O eu volta a responder que sim. A Alma continua: “(…) Mas encontro coisa pior – fratricídio – assassinato covarde – tortura – sacrifício de crianças – extermínio de povos inteiros – incêndio – traição – guerra – revolução – isso também?
“Isso também, se for preciso. Mas como posso julgar?”, diz o eu.
A alma segue adiante em seu registro de atrocidades: “Encontro epidemias – catástrofes naturais – navios afundados – cidades destruídas – terríveis animais selvagens – fomes – falta de amor das pessoas – e medo – montanhas inteiras de medo.”
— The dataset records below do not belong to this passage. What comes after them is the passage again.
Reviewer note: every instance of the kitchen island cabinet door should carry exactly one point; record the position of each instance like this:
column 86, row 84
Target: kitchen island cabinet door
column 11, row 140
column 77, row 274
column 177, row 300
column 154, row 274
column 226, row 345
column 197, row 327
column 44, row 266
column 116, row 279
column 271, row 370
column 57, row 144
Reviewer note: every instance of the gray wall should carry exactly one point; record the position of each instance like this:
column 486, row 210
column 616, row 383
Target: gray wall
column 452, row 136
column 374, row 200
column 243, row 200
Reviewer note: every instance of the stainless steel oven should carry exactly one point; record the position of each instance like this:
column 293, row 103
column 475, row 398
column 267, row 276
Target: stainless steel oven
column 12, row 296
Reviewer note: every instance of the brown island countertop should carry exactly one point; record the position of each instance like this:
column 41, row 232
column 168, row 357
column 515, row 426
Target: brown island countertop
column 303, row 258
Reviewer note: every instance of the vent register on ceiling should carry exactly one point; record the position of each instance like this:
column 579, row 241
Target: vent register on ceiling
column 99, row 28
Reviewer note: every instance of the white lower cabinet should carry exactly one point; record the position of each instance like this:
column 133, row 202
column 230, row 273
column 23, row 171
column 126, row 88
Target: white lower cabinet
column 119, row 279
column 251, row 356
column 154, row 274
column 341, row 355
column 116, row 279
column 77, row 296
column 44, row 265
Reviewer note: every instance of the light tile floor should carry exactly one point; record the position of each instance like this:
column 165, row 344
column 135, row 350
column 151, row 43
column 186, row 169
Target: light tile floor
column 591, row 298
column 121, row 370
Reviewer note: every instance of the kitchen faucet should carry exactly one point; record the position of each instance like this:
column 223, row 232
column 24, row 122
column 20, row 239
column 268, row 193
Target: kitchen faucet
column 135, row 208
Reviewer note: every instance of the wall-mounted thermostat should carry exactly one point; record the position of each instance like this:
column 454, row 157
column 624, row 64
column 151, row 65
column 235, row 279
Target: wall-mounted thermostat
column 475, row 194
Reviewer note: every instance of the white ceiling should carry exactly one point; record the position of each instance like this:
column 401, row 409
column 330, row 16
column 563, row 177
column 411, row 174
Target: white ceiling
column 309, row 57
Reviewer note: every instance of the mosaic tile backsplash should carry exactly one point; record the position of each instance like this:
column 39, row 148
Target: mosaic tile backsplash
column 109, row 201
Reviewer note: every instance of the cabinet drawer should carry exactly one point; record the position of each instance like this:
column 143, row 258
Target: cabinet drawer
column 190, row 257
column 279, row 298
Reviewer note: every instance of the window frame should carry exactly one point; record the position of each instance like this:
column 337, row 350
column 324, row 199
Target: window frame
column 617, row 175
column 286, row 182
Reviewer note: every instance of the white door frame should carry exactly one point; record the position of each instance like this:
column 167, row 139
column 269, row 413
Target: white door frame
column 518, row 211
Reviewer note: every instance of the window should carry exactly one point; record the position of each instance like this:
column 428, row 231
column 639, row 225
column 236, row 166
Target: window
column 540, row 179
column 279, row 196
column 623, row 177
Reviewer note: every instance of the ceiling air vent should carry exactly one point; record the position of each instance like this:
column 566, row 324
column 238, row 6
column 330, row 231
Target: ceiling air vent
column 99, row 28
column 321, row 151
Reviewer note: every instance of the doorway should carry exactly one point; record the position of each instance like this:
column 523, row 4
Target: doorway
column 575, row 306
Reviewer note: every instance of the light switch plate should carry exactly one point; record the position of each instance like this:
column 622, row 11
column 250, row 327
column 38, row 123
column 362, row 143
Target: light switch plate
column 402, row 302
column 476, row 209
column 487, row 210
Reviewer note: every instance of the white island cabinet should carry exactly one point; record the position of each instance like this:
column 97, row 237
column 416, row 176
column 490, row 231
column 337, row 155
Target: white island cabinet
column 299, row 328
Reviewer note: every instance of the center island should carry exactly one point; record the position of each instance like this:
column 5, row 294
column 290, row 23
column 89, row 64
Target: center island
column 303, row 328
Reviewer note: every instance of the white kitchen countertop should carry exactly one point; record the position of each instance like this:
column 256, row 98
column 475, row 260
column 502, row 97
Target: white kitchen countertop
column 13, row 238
“Assim seja, pois tu o dás”. [Extraído dos Livros Negros – 1913-1932 – Cadernos de transformação (2021) de C.G.Jung, compilado por Sonu Shandasani.]
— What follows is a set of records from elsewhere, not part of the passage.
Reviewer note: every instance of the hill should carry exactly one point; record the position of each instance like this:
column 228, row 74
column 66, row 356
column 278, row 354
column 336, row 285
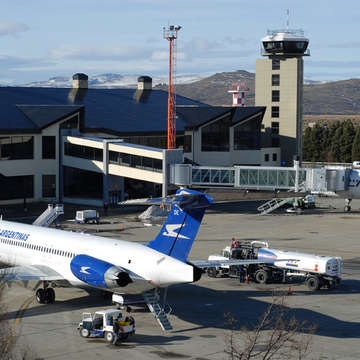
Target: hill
column 337, row 97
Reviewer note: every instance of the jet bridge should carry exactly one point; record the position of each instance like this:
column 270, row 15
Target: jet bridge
column 239, row 177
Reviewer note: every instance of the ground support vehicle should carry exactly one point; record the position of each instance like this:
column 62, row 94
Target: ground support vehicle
column 87, row 216
column 108, row 324
column 316, row 271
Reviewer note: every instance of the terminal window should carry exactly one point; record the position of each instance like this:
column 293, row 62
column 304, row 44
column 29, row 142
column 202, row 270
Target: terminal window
column 275, row 64
column 48, row 147
column 216, row 136
column 275, row 128
column 49, row 186
column 275, row 96
column 275, row 111
column 16, row 187
column 275, row 79
column 16, row 147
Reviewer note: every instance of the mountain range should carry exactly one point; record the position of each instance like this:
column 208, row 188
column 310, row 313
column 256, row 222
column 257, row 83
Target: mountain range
column 332, row 97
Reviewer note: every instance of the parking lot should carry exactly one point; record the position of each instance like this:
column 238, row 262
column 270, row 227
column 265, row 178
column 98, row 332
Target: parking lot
column 198, row 310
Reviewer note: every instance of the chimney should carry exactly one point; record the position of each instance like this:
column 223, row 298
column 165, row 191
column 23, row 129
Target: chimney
column 144, row 89
column 144, row 83
column 79, row 89
column 80, row 81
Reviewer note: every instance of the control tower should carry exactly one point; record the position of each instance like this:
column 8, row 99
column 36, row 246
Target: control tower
column 279, row 87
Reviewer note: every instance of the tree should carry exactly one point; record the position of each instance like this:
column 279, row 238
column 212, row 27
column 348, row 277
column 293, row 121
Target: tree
column 355, row 151
column 307, row 145
column 335, row 145
column 277, row 335
column 316, row 141
column 346, row 141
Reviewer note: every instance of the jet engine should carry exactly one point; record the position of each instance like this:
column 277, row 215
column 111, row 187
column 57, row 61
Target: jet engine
column 99, row 273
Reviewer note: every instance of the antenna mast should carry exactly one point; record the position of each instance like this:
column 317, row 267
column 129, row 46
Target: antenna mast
column 170, row 34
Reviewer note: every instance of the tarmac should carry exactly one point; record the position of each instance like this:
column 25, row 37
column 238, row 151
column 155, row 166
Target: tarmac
column 200, row 329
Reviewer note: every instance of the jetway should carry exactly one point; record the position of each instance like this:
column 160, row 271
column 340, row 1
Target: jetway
column 240, row 177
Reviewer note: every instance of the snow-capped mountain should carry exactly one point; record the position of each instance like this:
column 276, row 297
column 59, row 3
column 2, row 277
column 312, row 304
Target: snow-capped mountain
column 112, row 81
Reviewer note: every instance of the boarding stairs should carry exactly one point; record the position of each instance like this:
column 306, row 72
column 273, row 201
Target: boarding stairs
column 152, row 301
column 272, row 205
column 49, row 215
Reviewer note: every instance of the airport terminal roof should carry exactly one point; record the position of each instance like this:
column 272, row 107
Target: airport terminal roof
column 194, row 117
column 122, row 111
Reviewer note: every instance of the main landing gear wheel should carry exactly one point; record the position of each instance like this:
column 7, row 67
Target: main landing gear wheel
column 45, row 296
column 84, row 332
column 211, row 271
column 313, row 283
column 261, row 276
column 109, row 336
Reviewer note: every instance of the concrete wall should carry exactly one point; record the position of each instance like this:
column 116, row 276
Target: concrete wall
column 290, row 104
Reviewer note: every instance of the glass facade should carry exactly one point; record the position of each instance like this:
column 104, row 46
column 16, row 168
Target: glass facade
column 48, row 147
column 275, row 111
column 72, row 123
column 247, row 135
column 49, row 186
column 275, row 79
column 84, row 152
column 275, row 96
column 140, row 162
column 82, row 183
column 216, row 136
column 16, row 187
column 16, row 147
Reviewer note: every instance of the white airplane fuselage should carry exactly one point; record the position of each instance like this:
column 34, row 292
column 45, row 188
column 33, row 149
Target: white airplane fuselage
column 354, row 185
column 28, row 245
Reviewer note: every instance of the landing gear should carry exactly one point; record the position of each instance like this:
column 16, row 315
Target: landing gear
column 45, row 295
column 347, row 207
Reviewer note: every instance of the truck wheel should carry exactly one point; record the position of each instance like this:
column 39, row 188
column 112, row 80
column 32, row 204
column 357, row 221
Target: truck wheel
column 124, row 336
column 313, row 283
column 211, row 272
column 109, row 336
column 261, row 276
column 40, row 296
column 84, row 332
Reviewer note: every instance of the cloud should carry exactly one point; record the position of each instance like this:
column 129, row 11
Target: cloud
column 12, row 28
column 346, row 45
column 99, row 53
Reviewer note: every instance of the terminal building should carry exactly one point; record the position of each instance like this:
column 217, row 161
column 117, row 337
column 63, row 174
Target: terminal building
column 89, row 146
column 279, row 87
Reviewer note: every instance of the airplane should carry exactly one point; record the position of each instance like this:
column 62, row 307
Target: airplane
column 352, row 184
column 60, row 259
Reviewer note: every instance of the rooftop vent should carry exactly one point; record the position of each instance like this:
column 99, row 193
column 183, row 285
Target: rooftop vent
column 80, row 81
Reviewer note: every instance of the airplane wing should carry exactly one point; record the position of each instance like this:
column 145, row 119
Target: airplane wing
column 203, row 264
column 33, row 272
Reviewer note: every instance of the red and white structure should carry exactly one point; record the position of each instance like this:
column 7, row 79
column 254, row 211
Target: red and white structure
column 239, row 88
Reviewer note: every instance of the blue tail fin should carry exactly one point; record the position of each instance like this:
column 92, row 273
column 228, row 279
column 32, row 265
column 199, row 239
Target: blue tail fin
column 182, row 225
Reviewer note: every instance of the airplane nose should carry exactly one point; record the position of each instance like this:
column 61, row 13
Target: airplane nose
column 172, row 271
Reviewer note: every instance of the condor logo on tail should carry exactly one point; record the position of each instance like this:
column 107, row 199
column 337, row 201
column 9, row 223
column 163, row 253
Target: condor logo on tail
column 170, row 231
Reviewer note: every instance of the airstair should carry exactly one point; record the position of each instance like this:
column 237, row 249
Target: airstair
column 272, row 205
column 152, row 301
column 49, row 215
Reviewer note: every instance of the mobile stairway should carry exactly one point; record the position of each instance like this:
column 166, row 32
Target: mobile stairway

O sentido de aceitação da sombra desfaz rupturas internas enquanto as partes negativas são integradas. As cargas dissonantes são reconhecidas ao invés de ignoradas, a maldade pode então ser redimida como parte do ser total, a ser vista, não recalcada, sob o perigo de continuar a ser projetada nos outros ou em mais tragédias pessoais e coletivas.
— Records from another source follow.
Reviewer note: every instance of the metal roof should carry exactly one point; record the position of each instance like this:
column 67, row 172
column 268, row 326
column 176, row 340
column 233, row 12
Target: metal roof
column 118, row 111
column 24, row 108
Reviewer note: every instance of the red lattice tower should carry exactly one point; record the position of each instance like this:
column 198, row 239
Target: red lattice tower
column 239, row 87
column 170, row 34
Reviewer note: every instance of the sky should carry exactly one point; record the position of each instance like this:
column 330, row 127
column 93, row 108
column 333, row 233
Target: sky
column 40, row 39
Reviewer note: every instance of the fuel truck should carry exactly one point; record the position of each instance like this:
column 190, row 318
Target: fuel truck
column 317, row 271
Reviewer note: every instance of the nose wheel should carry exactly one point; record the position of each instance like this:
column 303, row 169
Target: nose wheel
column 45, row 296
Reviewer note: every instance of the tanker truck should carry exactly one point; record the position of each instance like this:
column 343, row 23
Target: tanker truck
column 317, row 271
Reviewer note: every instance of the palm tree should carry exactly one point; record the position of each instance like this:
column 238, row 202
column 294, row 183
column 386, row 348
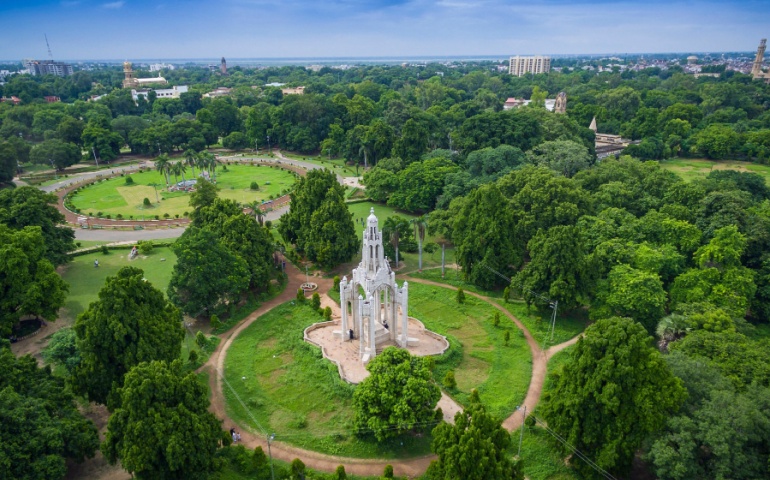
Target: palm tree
column 191, row 159
column 174, row 168
column 420, row 225
column 162, row 165
column 258, row 215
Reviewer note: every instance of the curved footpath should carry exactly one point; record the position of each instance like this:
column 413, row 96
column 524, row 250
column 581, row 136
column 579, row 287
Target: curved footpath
column 357, row 466
column 215, row 365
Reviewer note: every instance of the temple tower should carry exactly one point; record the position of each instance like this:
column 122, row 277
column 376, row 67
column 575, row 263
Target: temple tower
column 128, row 81
column 561, row 103
column 374, row 307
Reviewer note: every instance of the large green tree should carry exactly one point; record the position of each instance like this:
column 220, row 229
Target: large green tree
column 40, row 425
column 29, row 285
column 558, row 268
column 130, row 323
column 207, row 275
column 474, row 448
column 318, row 221
column 28, row 206
column 615, row 392
column 398, row 396
column 161, row 428
column 633, row 293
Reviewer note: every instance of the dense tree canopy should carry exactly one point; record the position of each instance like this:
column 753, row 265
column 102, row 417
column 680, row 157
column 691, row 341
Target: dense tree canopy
column 40, row 424
column 161, row 427
column 130, row 323
column 28, row 206
column 29, row 285
column 318, row 222
column 398, row 395
column 615, row 392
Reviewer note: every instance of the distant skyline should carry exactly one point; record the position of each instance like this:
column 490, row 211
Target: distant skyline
column 178, row 29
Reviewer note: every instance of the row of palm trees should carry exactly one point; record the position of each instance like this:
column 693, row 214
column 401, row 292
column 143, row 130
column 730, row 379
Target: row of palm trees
column 205, row 161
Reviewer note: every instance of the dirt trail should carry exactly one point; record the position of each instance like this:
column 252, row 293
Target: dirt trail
column 364, row 467
column 539, row 358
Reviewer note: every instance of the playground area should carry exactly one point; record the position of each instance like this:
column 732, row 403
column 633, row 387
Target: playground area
column 145, row 195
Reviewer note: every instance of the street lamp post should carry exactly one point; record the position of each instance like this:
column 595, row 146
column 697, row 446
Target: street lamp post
column 523, row 422
column 270, row 438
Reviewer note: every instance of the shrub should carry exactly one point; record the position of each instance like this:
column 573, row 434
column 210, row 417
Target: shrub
column 316, row 301
column 449, row 380
column 201, row 339
column 460, row 295
column 146, row 247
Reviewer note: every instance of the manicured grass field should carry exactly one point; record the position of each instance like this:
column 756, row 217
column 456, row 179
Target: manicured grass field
column 114, row 197
column 477, row 353
column 85, row 280
column 539, row 322
column 540, row 453
column 694, row 168
column 288, row 388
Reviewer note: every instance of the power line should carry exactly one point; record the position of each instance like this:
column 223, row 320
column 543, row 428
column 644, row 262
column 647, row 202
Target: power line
column 574, row 450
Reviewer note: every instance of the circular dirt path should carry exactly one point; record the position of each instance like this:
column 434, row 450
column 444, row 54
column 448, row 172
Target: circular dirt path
column 410, row 468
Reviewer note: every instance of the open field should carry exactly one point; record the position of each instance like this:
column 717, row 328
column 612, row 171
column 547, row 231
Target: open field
column 85, row 280
column 695, row 168
column 288, row 388
column 477, row 353
column 114, row 197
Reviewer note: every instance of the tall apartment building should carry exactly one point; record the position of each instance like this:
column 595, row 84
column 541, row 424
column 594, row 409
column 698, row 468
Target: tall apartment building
column 523, row 65
column 48, row 67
O imaginário de Jung também lhe apresentava uma série de visões esféricas ou circulares que ele identificaria depois como mandalas, símbolos de defesa e integração íntima em tempos de guerra interior, bem como de alquimia e transformação ou recriação da mente profunda. Esses símbolos lhe ajudavam na expressão para interpretação e compreensão das revelações da mente inconsciente, o que expandia sua consciência e sabedoria, na mesma medida em que auxiliava a transfigurar a sua sombra.
No entanto, as mandalas seriam apenas um modo dentre muitos outros de expressar essas imagens profundas. O mais importante mesmo é compreender a importância de se acessar esse imaginário interior e dar voz aos vários eus e personagens que habitam a nossa profundidade, muitos dos quais ocultos nas sombras do inconsciente a ser desbravado.
Na terapia de regressão esse acesso intuitivo simbólico é fundamental para a cura, a integração e a inteireza da personalidade que se torna então mais consciente. Isso independe da interpretação que se queira dar a natureza desses eus, se vidas passadas ou padrões do inconsciente coletivo, ou outra outra explicação, não importa.
O que importa é que você carrega esses eus e pode escolher entre viver entregue ao destino dessas programações degradantes, como vítima de seus ardilosos algorítimos, ou então, integrar esse conteúdo sombrio a sua consciência e transformar suas cargas densas e reincidentes em aprendizado de vida, ampliando a sua sabedoria, integridade e capacidade para um amor maior.
Um amor mais autêntico que surge do exercitar da inteireza de ser, do confronto com as raízes e padrões sombrios a ser mudados, bem como, da imersão transformadora rumo a uma personalidade mais abrangente, sábia e regenerada.